As in Scopa, players attempt to capture the cards displayed in the centre of the table, by playing a single card on their turn which is equal in value to one of those shown, or equal to the sum of two or more cards shown. Cards numbered 1 (ace) through 10 have the value of their number, whilst the court cards (Jack, Knight and King) have no set value and may only be taken by the same card of another suit.

Play continues to the next player in an anti-clockwise direction, until all cards have been played.

==Scoring==
===At the completion of a round===

At the end of a round, each pair combine their captured cards to calculate their final score. Points are awarded as follows:

- Cards (Carte)
  The team that took the majority of cards overall (at least 27) receives 2 points. In the case of a tie, 26-26, each team receives one point.
- Swords (Spade)
  The team that took the majority of cards from the suit of swords (at least 7) receives one point. If a team successfully captures all swords, they automatically win the game, this being called fa Napoleone ("doing Napoleon").
- Naples (Napula)
  If a team captures the Ace, 2 and 3 of swords, they receive points to the value of the highest card in the uninterrupted sequence of swords they have captured. For example, a team who have captured the Ace, 2, 3, 4, 6 and 7 would receive four points, as the 4 was the highest card in the uninterrupted sequence.
- Mata or Beautiful Two (matta, il dó Fino, dó bel, du bel, dó bù, Fìga de Ferr, Felépa sènsa péi)
  The team who capture the two of swords receive one point. This is referred to as the "Beautiful Two" (due bello in Italian, dó bel or dó fino in Lombard) analogous to the "Beautiful Seven" (Settebello - seven of coins) in Scopa. A cruder nickname is the figa de ferr (Iron Vulva), referring to the shape made by the two curved swords.
- Ten of Coins (Dieci Buono, Dés Bèl, Dés bù)
  The team who captured the 10 of coins receives one point.
- Jack of Cups (Fànt Col Cà, Fànt Cagnì, Fànt Gob, Fant bel, San Rocc, Fànt bel, Fànt bù)
  The team who captured the Jack of Cups receives one point. This card has a number of nicknames translating as the "Jack with the dog" (such as fànt col cà or fànt cagnì in the Bresciano dialect, because in the traditional artwork of the deck of Bresciane cards, the Jack of Cups is portrayed with a dog climbing his right leg.
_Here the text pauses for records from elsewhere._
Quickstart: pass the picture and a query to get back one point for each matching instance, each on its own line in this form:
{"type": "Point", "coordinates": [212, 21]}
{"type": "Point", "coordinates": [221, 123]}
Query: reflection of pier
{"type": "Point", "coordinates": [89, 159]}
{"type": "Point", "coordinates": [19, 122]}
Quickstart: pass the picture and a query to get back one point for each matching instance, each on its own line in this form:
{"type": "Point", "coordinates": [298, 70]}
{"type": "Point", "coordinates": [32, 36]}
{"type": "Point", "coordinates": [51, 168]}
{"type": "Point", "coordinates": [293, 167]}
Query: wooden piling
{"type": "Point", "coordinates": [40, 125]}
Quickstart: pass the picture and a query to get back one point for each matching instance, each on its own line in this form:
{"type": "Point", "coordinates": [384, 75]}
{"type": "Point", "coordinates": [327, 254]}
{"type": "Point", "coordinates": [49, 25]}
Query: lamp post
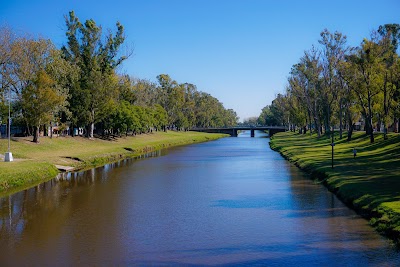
{"type": "Point", "coordinates": [8, 155]}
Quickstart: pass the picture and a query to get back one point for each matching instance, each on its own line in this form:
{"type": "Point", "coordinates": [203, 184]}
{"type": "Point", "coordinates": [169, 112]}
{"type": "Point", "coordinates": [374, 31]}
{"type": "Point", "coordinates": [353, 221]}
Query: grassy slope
{"type": "Point", "coordinates": [370, 183]}
{"type": "Point", "coordinates": [34, 163]}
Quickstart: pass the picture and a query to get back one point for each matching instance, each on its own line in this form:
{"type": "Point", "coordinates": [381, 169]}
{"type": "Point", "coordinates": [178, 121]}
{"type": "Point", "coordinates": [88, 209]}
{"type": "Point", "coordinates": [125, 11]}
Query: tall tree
{"type": "Point", "coordinates": [97, 61]}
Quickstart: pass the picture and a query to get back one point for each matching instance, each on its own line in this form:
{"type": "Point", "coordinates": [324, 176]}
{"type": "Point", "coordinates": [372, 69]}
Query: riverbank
{"type": "Point", "coordinates": [369, 183]}
{"type": "Point", "coordinates": [36, 163]}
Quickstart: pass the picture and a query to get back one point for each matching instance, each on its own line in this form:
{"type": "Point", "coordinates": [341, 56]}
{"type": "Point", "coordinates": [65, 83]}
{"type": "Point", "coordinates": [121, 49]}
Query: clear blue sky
{"type": "Point", "coordinates": [240, 52]}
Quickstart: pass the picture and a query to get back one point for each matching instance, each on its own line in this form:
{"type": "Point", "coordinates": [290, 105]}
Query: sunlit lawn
{"type": "Point", "coordinates": [36, 162]}
{"type": "Point", "coordinates": [370, 182]}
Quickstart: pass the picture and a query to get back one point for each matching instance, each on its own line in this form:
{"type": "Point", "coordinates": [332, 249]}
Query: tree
{"type": "Point", "coordinates": [39, 100]}
{"type": "Point", "coordinates": [334, 51]}
{"type": "Point", "coordinates": [97, 62]}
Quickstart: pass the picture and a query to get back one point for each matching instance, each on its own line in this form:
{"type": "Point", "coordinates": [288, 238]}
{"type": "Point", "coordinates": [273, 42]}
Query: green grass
{"type": "Point", "coordinates": [35, 163]}
{"type": "Point", "coordinates": [370, 183]}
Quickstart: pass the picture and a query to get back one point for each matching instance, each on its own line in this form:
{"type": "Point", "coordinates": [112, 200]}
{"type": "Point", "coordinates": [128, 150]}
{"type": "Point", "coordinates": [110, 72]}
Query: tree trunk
{"type": "Point", "coordinates": [350, 132]}
{"type": "Point", "coordinates": [340, 121]}
{"type": "Point", "coordinates": [36, 134]}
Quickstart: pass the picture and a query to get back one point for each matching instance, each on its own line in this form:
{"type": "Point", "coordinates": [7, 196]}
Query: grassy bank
{"type": "Point", "coordinates": [369, 183]}
{"type": "Point", "coordinates": [35, 163]}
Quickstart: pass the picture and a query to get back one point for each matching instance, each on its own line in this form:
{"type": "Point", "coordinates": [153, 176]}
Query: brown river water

Another nickname is San Rocc, the Lombard name of Saint Roch, patron saint of dogs. The nickname Fànt Cagnì in Bresciano is considered part of the local identity, and is used in the names of some bars, restaurants and other businesses in the city.

===During the round===
- Scopa (Scùa)
  As in the game of Scopa, a player receives a point for each scopa (Italian for broom), the action of playing a card that clears all the remaining cards on the table.
- Picada (Picà)
  Players receive a point for playing a card of identical value to the one played immediately beforehand.
- Simili
  Players receive a point for capturing cards with another card of the same suit, such as playing a 7 of coins to collect the 3 and 4 of coins already on the table.
- Quaterna
  Players receive a point for adding four cards to their captured pile in one play - that is, three cards that were already on the table, plus the fourth used to capture them. These do not necessarily need to be of the same suit.
- Cinquina
  In very rare cases, one can collect five cards in one play - this is only possible when an Ace, 2, 3 and 4 are present, and are captured with a 10.

===Combinations===
Any of the above scoring methods can be combined, for example, if a player uses the 9 of coins to capture the 2, 3 and 4 of coins, they score two points, one for the simili and one for the quaterna. Similarly, if a player plays a certain card on the table when empty, and the next player immediately captures it with a card of the same value, they receive two points (one for scùa and one for picà).